Long-tail tern: an aggressive Arctic bird

We first encountered the Arctic tern (Sterna paradisaea) on the Madgalenesfjorden, where we stopped before arriving at the camp. Some terns were there on the ground whilst an Italian guide was going through the history of the fjord.

Then a guy moved away from our group to take a picture of an old furnace inside a fenced area. At that moment, the tern flew into the air making an aggressive cry. It remained still for a moment, floating over this man’s head.

The guy moved away but the tern attacked him many times.

The tern attacked me as well, so we decided it was better to move on.
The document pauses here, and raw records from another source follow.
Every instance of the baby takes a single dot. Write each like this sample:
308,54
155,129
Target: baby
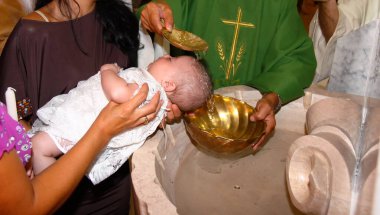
64,120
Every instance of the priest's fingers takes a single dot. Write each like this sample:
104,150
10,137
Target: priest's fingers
153,14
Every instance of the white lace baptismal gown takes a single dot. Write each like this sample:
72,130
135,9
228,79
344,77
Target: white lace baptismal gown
69,116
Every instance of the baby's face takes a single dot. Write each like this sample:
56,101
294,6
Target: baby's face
167,66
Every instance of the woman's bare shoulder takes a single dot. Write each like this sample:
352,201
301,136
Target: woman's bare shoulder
34,16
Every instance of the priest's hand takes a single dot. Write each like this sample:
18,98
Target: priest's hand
266,110
155,16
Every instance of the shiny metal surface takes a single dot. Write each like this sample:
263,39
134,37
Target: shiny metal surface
222,127
185,40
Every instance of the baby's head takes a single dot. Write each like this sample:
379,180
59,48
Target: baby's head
184,79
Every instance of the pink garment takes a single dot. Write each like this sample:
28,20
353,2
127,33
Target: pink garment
13,136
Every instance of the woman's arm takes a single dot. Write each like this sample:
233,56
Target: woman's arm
47,191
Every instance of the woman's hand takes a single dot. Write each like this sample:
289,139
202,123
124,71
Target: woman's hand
265,110
152,15
116,118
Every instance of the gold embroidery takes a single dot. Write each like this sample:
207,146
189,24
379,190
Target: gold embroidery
231,65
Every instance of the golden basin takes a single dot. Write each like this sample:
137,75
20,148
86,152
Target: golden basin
185,40
222,127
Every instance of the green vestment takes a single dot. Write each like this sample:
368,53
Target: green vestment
259,43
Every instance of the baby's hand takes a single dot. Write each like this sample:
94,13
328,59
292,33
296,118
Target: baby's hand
113,67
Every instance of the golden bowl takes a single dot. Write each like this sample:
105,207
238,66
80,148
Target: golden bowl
185,40
222,127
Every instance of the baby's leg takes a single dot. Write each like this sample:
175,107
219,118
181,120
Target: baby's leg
44,152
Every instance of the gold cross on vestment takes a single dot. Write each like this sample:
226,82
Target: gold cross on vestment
237,23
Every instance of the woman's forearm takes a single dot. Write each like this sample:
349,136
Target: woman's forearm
328,16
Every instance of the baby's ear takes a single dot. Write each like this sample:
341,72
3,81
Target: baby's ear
169,85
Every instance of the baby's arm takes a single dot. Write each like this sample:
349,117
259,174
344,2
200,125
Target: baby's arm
114,87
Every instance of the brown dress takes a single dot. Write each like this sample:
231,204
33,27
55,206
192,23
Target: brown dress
42,60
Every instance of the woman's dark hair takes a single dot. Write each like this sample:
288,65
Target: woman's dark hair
120,25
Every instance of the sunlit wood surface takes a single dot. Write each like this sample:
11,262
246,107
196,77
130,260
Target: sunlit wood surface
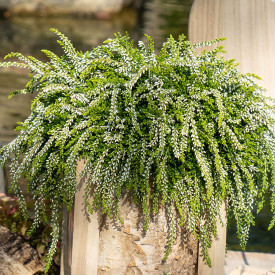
249,26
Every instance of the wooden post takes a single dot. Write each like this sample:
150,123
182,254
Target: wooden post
216,252
80,237
249,28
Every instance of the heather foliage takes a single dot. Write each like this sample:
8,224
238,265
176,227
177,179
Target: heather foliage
179,128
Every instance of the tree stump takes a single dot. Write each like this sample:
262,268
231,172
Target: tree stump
99,245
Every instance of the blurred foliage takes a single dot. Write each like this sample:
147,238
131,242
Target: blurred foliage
40,239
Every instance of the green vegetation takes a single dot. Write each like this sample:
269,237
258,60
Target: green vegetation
181,129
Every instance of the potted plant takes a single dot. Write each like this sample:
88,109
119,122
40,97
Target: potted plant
179,131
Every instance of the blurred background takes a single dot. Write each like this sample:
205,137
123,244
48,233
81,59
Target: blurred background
249,26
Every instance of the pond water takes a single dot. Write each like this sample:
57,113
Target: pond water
159,18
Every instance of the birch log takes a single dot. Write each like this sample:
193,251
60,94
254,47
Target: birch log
100,245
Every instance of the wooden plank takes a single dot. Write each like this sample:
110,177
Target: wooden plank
249,27
216,252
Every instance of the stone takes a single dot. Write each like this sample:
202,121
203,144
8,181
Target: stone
16,255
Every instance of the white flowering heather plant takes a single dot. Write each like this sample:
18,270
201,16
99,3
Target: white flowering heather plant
181,129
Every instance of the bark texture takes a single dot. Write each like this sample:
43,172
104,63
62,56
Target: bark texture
127,249
16,255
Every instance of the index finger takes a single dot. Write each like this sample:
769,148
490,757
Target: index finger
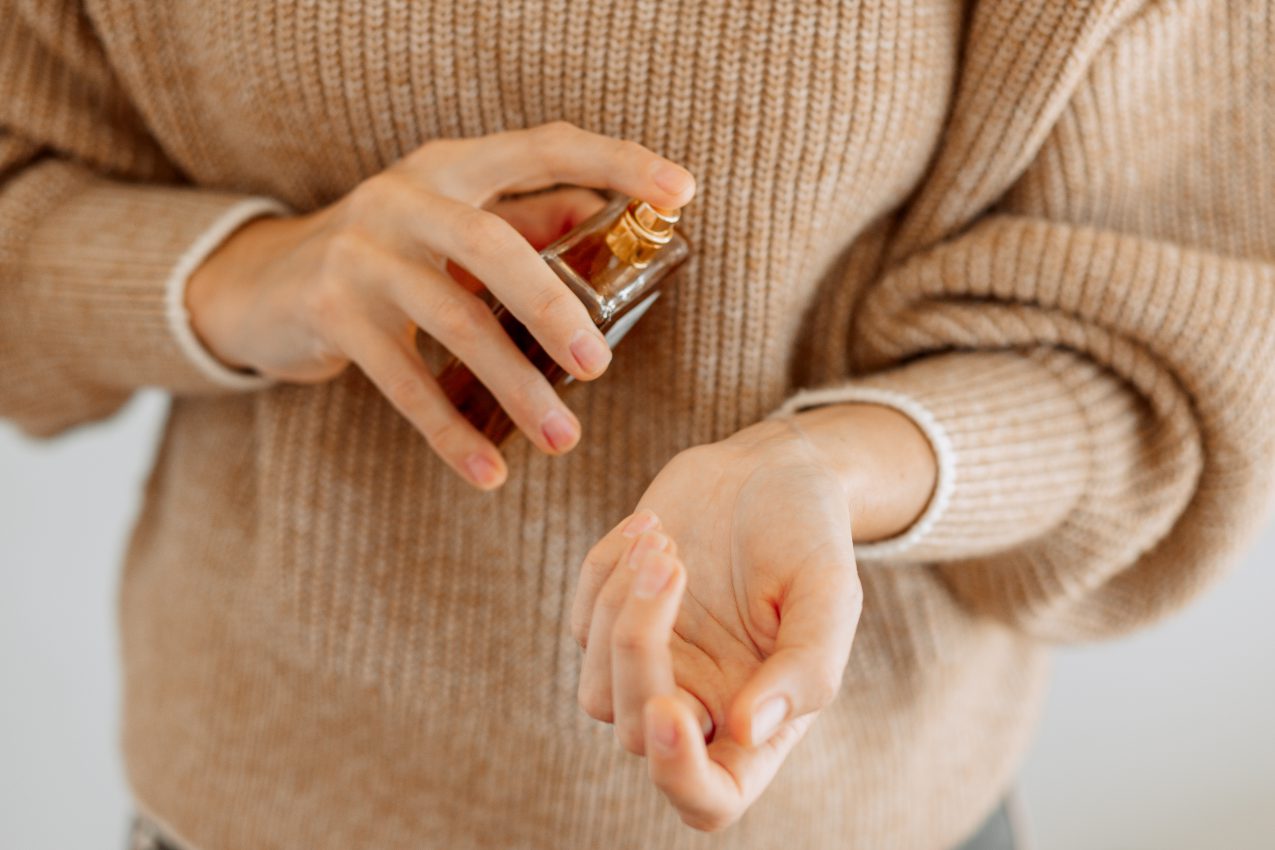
710,785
The Arctic tern attacks humans and has a right to do so. This bird was probably protecting its eggs which must have been in that area even though we did not see them at all.

I was attacked for the second time by another tern during a trekking excursion at the first camp. We were walking on the beach when we saw some terns on the ground. Two of them flew away and one attacked us.

It almost pecked me on my left cheek. Thank God, I have good reactions. The same bird attacked me many times on the same day, even though we were walking away. We even saw a couple of eggs in the sand.

The only way to defend yourself is to raise a hand over your head, maybe wearing a glove or by lifting a pole in the air. The tern will always go for the highest thing it sees. We walked in the open for several minutes with the hands over our heads, like children do to imitate a rooster.

The third attack was the most dangerous for me. Even though the bird did not manage to peck me, it tried many times. The bird had had the brilliant idea to lay its eggs close to the men’s toilet…

That day, I was walking along the path to the toilet, when I saw a tern resting on a rock a few metres away from where I was headed. I just noticed it was flying away because I heard the sound of its cries over my head.

The tern tried to peck me many times that morning, but I could do my business, without any particular problem. There were other attacks, so I always took an alternative route to reach the toilet.

In the end the tern and I became friends. I always took an alternative route to reach the toilet and the bird kept resting on the rock to watch its eggs. It understood that my intentions were peaceful.